Das angefochtene Urteil wird geändert und wie folgt neugefaßt:

"Der Bescheid des Beklagten vom 26. Oktober 1989 betreffend das Grundstück B. 8 d in A. und der Widerspruchsbescheid des Beklagten vom 25. Juni 1991 werden aufgehoben, soweit ein Beitrag von mehr als 489,15 DM festgesetzt worden ist.
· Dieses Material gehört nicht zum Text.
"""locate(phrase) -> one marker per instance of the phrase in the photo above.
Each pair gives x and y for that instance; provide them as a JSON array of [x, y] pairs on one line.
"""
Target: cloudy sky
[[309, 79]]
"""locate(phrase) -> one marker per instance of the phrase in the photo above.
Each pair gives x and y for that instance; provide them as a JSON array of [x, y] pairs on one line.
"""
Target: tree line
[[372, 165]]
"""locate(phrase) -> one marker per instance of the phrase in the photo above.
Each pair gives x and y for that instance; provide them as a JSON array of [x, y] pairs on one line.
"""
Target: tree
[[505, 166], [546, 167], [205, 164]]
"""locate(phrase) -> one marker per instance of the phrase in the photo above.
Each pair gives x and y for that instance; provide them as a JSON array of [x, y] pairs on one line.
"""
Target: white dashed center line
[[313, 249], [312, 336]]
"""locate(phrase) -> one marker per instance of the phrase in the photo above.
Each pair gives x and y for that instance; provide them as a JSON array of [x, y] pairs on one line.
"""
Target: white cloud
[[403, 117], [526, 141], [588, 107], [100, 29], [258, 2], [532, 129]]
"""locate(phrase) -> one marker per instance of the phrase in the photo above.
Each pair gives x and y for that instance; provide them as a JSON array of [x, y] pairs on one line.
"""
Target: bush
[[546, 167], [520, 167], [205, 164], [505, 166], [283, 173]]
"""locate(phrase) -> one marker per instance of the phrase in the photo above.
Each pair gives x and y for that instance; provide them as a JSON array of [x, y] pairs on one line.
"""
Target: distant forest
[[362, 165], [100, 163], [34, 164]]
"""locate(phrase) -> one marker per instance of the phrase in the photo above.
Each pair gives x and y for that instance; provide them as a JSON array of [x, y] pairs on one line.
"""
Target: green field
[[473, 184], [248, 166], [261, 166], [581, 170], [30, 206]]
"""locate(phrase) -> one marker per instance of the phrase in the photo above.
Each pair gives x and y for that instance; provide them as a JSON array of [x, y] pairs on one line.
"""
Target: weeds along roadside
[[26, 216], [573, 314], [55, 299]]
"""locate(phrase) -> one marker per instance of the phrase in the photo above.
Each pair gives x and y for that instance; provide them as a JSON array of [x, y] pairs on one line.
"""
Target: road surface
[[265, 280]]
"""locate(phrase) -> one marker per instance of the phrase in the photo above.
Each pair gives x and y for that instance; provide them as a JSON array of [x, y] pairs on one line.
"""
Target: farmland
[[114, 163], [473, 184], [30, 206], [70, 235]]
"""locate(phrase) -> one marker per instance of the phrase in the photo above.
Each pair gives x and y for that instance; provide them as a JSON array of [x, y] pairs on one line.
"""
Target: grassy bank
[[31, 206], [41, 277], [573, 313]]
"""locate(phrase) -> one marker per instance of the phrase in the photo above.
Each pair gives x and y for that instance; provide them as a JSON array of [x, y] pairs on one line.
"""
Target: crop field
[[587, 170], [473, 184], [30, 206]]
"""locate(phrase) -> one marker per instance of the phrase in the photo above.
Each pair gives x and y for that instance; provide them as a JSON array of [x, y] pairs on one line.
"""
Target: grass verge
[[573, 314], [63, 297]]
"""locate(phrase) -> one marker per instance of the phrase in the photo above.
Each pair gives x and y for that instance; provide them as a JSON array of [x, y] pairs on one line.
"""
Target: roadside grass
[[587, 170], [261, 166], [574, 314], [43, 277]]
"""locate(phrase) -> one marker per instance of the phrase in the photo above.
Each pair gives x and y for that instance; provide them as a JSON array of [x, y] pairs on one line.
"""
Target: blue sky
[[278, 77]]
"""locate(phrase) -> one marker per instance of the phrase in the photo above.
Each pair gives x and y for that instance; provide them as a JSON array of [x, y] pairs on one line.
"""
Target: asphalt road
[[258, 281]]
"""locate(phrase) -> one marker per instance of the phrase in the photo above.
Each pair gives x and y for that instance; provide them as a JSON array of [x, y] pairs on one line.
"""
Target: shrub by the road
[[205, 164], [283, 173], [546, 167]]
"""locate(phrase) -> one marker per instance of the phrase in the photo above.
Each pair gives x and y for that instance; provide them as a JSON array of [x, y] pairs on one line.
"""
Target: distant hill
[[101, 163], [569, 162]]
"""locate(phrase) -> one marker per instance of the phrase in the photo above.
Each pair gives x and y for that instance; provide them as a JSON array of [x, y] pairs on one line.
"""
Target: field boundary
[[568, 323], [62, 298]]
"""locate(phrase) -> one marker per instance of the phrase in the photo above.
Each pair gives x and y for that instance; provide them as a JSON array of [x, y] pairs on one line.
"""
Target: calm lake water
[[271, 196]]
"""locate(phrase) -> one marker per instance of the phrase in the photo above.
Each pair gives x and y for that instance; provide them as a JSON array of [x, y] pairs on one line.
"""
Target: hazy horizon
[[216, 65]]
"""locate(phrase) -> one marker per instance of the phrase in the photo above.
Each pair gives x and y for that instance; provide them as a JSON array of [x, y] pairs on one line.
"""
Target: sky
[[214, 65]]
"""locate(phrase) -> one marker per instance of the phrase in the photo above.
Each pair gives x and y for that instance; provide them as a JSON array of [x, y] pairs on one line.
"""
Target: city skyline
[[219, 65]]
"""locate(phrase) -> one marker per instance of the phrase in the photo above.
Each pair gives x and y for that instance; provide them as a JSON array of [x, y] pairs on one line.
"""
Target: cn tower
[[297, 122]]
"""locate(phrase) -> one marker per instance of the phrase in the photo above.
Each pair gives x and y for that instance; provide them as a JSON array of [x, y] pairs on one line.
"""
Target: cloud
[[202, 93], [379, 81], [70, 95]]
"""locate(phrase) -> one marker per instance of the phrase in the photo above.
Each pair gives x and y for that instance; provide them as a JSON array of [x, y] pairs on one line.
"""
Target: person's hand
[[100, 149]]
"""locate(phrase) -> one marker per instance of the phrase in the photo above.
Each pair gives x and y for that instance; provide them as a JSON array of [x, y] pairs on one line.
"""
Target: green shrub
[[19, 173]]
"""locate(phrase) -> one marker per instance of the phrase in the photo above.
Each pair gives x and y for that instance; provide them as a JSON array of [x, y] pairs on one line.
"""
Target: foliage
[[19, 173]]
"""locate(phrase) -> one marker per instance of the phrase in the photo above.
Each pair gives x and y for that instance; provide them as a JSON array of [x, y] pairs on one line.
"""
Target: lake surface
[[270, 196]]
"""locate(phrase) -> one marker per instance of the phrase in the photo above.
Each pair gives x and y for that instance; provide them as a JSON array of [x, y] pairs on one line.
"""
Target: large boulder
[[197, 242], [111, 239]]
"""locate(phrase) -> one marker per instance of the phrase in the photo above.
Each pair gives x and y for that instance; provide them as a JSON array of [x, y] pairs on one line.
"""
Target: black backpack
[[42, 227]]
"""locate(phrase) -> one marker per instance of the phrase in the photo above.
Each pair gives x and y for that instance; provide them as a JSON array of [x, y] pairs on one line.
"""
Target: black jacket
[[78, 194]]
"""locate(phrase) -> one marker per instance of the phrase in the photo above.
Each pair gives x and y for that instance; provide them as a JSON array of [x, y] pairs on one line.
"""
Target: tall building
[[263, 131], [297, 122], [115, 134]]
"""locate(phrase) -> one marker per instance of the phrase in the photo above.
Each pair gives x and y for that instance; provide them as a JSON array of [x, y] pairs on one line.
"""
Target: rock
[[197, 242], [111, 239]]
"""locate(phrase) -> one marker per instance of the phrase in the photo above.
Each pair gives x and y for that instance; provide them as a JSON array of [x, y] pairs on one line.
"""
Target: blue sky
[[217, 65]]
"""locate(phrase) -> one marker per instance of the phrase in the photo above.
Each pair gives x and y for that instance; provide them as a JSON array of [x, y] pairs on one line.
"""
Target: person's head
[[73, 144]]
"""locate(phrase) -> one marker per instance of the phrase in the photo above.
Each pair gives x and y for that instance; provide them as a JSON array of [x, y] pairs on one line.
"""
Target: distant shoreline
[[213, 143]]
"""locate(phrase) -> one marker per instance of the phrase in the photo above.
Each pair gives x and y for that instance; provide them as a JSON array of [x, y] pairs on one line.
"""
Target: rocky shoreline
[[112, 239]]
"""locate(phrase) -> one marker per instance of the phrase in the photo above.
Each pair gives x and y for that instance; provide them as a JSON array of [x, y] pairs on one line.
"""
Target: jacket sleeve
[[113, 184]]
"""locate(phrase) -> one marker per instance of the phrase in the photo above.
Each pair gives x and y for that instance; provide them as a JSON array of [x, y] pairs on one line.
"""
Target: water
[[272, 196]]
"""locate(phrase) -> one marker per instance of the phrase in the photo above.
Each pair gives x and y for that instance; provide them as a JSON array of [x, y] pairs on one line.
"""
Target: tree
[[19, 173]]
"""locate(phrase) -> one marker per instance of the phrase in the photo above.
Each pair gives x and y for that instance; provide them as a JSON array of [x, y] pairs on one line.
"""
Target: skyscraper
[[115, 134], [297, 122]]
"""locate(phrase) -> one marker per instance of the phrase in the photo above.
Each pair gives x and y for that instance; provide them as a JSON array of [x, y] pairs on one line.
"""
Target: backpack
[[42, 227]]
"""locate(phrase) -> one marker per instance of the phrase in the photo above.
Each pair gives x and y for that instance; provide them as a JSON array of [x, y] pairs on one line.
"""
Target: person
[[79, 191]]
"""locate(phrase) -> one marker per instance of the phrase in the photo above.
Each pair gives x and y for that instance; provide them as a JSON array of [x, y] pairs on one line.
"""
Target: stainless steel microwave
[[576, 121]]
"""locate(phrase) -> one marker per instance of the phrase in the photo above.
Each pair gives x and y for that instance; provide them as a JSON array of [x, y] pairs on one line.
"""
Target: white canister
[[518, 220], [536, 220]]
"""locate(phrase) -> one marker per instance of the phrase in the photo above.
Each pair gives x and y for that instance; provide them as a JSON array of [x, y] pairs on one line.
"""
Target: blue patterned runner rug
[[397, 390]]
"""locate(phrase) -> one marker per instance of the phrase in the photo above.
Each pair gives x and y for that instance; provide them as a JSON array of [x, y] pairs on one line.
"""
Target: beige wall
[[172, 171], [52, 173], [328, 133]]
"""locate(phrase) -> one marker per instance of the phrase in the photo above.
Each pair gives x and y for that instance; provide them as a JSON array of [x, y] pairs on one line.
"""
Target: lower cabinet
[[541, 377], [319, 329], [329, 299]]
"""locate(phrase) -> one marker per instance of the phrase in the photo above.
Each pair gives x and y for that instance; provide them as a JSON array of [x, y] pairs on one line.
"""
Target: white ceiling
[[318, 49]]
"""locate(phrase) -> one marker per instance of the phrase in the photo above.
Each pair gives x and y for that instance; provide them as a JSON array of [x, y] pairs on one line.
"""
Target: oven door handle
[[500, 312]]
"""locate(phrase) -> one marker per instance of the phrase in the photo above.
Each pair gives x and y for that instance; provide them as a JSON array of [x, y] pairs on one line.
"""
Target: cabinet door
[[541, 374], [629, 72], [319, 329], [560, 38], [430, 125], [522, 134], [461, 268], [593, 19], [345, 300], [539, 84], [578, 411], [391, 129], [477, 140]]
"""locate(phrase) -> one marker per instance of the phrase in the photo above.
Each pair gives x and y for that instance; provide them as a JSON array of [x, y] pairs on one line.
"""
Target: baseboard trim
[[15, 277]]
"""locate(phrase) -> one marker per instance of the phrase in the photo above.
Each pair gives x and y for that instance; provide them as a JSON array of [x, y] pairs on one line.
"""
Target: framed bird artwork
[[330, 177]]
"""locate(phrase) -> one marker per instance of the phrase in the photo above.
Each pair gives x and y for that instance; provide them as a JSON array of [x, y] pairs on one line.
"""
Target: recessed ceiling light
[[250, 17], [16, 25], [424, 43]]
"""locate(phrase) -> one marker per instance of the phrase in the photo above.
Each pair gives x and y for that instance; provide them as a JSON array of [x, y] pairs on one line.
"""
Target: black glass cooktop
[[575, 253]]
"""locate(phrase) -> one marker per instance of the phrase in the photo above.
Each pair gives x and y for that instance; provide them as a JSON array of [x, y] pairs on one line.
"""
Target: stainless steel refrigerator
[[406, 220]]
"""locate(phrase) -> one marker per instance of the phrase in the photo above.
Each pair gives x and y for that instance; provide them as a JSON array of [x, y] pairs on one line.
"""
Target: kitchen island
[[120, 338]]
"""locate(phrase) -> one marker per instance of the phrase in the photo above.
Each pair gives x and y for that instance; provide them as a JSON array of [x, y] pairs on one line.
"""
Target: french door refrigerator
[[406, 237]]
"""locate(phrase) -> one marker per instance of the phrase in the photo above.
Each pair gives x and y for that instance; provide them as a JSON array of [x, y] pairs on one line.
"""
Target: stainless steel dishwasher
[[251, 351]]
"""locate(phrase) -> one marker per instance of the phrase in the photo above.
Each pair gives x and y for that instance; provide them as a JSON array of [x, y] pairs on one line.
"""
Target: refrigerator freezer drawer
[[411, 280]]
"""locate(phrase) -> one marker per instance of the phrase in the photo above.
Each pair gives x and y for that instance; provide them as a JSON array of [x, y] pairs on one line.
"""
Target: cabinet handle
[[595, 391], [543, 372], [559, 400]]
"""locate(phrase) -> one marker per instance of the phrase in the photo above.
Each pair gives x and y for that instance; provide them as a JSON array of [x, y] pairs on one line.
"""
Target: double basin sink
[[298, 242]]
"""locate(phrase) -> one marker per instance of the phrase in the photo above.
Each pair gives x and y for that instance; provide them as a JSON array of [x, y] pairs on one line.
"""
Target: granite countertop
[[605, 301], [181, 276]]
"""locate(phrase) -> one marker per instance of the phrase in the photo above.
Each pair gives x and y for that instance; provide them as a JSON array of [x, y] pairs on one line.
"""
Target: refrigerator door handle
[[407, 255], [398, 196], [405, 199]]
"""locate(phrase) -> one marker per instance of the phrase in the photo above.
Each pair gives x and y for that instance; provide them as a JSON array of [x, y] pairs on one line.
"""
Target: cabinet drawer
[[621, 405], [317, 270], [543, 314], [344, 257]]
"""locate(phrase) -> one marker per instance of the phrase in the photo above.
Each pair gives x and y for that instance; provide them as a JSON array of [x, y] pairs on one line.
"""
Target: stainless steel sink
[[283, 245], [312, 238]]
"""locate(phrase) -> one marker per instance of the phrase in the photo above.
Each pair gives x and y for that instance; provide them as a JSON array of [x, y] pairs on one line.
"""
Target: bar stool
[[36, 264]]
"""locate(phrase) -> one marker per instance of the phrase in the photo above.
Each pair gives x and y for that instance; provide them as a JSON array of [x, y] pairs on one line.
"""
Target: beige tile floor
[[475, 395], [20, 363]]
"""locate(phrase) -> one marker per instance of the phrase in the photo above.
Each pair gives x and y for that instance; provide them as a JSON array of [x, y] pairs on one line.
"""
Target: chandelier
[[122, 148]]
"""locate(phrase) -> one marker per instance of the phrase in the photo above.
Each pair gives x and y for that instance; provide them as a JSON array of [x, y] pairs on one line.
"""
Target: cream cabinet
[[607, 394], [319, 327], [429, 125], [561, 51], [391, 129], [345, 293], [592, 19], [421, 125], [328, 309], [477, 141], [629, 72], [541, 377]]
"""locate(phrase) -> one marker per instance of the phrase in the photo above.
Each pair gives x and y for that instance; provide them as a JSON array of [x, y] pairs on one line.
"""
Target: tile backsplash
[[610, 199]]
Der Bescheid des Beklagten vom 26. Oktober 1989 betreffend das Grundstück B. 10 in A. und der Widerspruchsbescheid des Beklagten vom 25. Juni 1991 werden aufgehoben, soweit ein Beitrag von mehr als 1.036,79 DM festgesetzt worden ist.

Im übrigen wird die Klage abgewiesen."

Die weitergehende Berufung wird zurückgewiesen.

Von den Kosten des Verfahrens beider Rechtszüge trägt die Klägerin 94,5 % und der Beklagte 5,5 %.

Der Beschluß ist wegen der Kosten vorläufig vollstreckbar.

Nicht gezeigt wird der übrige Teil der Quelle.